Teachout does very little of such musicological analysis, although his commentary on particular recordings is always shrewd. What he does do, aside from keeping the narrative moving along, is provide telling portraits of Ellington’s sidemen as they came, stayed, and eventually left. He calls Johnny Hodges Ellington’s greatest soloist, with Cootie Williams, “Tricky Sam” Nanton, and Ben Webster not far behind. Rex Stewart’s “half-valve” performance on cornet is but one example of the “idiosyncratic” mix that different styles of playing produced. The veteran Harry Carney, whom Teachout calls the first great baritone-sax player in jazz, is beyond praise, and there is the curious, rather special contribution by Juan Tizol, the only non-African American in the band (he was from Puerto Rico), who invented attractive solos on the valve trombone. The drummer Sonny Greer was, from the first, one of the band’s great drinkers—“all our horn players were lushes,” declared Ellington—but Greer deserves a place of honor because he had a tendency to fall off the stand. Ellington finally had to get rid of him, but his array of percussive contributions was admirable. Billy Strayhorn, who did 300 compositions for the band and played occasional piano, has latterly received his due, which he didn’t always get for one or another piece he invented. And there are others.
Outshining these luminaries is the trombonist Lawrence Brown, who joined Ellington in 1932—the same year as the band’s finest singer, Ivie Anderson—and stayed with him, on and off, for four decades. They never got along; and, indeed, Brown kept his distance from other band members, since he was a minister’s son who neither drank nor smoked, earning him the nickname “Deacon,” which he disliked.

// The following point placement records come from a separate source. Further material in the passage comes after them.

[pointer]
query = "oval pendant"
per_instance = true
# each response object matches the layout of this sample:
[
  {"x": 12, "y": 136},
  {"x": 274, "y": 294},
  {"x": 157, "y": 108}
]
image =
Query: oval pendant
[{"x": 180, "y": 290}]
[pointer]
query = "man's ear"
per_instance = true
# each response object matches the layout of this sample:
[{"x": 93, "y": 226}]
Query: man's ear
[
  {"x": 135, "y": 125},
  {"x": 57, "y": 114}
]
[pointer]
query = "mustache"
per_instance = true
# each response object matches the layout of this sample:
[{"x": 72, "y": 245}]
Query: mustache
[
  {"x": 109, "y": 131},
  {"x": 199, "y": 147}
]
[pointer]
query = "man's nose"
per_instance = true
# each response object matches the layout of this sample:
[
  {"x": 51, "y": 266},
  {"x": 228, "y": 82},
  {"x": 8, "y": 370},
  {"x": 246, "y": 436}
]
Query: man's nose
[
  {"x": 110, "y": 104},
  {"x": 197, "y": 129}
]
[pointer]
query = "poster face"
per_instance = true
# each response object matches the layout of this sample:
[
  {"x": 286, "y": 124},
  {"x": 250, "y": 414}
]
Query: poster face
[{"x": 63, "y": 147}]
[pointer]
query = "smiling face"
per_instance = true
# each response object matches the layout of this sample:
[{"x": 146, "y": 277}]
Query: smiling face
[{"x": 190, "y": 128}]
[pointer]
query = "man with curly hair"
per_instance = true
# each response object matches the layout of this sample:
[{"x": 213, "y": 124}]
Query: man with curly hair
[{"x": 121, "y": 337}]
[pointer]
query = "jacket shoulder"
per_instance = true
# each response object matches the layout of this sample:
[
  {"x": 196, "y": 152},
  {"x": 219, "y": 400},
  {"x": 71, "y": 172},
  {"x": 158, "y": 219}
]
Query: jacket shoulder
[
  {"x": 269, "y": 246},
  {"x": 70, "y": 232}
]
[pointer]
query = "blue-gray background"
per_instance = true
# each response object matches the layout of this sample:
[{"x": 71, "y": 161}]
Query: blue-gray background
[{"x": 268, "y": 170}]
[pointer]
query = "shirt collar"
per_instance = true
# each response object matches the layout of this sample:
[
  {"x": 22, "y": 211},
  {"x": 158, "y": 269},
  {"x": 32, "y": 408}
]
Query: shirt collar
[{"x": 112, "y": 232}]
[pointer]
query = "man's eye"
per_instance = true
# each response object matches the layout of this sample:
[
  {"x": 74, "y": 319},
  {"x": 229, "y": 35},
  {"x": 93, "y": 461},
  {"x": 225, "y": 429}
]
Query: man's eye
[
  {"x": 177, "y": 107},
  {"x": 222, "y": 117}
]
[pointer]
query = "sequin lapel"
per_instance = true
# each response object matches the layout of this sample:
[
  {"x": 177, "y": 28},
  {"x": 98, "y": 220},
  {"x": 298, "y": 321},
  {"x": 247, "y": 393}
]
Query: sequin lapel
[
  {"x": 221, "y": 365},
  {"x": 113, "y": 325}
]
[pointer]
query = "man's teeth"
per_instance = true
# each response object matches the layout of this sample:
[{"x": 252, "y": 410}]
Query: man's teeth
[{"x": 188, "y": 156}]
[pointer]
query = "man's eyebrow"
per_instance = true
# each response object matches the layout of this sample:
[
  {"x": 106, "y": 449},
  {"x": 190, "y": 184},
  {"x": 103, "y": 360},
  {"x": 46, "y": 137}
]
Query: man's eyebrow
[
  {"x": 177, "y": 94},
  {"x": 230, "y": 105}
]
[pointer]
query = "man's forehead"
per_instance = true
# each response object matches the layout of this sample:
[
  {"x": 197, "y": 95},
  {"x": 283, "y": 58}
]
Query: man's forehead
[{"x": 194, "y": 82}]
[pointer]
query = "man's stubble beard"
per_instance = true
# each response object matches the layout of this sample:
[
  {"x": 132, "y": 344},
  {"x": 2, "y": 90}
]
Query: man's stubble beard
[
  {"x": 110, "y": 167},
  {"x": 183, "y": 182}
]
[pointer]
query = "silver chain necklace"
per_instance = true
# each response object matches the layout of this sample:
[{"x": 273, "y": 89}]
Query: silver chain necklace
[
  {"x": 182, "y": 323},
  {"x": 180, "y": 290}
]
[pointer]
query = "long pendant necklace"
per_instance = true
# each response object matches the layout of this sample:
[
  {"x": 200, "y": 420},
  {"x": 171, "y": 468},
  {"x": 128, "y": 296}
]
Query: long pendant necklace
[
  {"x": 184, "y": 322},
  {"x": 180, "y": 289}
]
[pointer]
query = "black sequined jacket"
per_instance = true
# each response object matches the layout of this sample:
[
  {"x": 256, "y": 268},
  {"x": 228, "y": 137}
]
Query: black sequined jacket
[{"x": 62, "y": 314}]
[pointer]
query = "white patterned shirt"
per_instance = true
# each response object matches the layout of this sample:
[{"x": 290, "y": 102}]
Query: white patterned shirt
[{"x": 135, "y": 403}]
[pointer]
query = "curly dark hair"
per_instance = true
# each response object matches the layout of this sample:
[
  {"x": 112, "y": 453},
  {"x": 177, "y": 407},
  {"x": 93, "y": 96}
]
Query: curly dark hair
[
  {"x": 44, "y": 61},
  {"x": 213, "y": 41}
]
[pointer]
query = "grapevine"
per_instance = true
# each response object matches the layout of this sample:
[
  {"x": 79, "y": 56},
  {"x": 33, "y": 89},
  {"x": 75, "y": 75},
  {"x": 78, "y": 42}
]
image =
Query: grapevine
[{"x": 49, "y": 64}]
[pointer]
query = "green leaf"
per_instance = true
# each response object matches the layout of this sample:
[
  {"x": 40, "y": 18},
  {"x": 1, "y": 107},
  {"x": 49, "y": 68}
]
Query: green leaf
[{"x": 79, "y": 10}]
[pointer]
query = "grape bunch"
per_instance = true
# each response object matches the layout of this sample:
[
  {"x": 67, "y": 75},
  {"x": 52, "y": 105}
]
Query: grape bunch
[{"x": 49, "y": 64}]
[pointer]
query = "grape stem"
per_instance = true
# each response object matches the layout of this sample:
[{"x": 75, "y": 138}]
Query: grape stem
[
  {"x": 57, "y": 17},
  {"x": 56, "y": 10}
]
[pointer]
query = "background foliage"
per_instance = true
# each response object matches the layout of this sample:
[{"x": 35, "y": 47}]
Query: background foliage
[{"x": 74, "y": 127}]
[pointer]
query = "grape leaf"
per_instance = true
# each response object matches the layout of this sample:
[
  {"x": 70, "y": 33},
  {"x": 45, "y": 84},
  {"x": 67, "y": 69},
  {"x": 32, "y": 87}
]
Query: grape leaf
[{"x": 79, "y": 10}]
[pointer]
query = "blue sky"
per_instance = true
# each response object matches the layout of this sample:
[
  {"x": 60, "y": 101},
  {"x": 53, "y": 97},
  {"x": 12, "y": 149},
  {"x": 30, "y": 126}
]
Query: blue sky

Brown mapped out his solos in advance, could repeat note-for-note the same solo on future occasions, and was formidably skilled as a technician. (One of the trombonists who sat next to him said that, in five years, he never heard Brown make a mistake.) Teachout describes his tone as “chocolate-smooth” and “cello-like,” and some of Ellington’s more rigorous critics thought he was too smooth to be featured in a jazz band. On occasion, Brown produced a fast-moving solo, as in “The Sheik of Araby,” “Rose of the Rio Grande,” and the final chorus of “Main Stem.” But his trademark contribution was slow-paced, somewhat meandering, in tone, gorgeously full in its unfolding. He is heard on some of Ellington’s most famous hits—“Sophisticated Lady,” “I Let a Song Go Out of My Heart,” “In a Sentimental Mood”—but also on less-known gems, chromatic subtleties such as “Prelude to a Kiss,” “Serenade to Sweden,” and “A Gypsy Without a Song” from the 1930s, and “Dusk” and “Moon Mist” from the 1940s. Readers of Duke are invited to listen for themselves to determine if Lawrence Brown was unique. More generally, they will surely be stimulated by this fine book to reacquaint themselves with the astonishing achievement that was Duke Ellington’s over the years.
William H. Pritchard is Henry Clay Folger professor of English at Amherst College.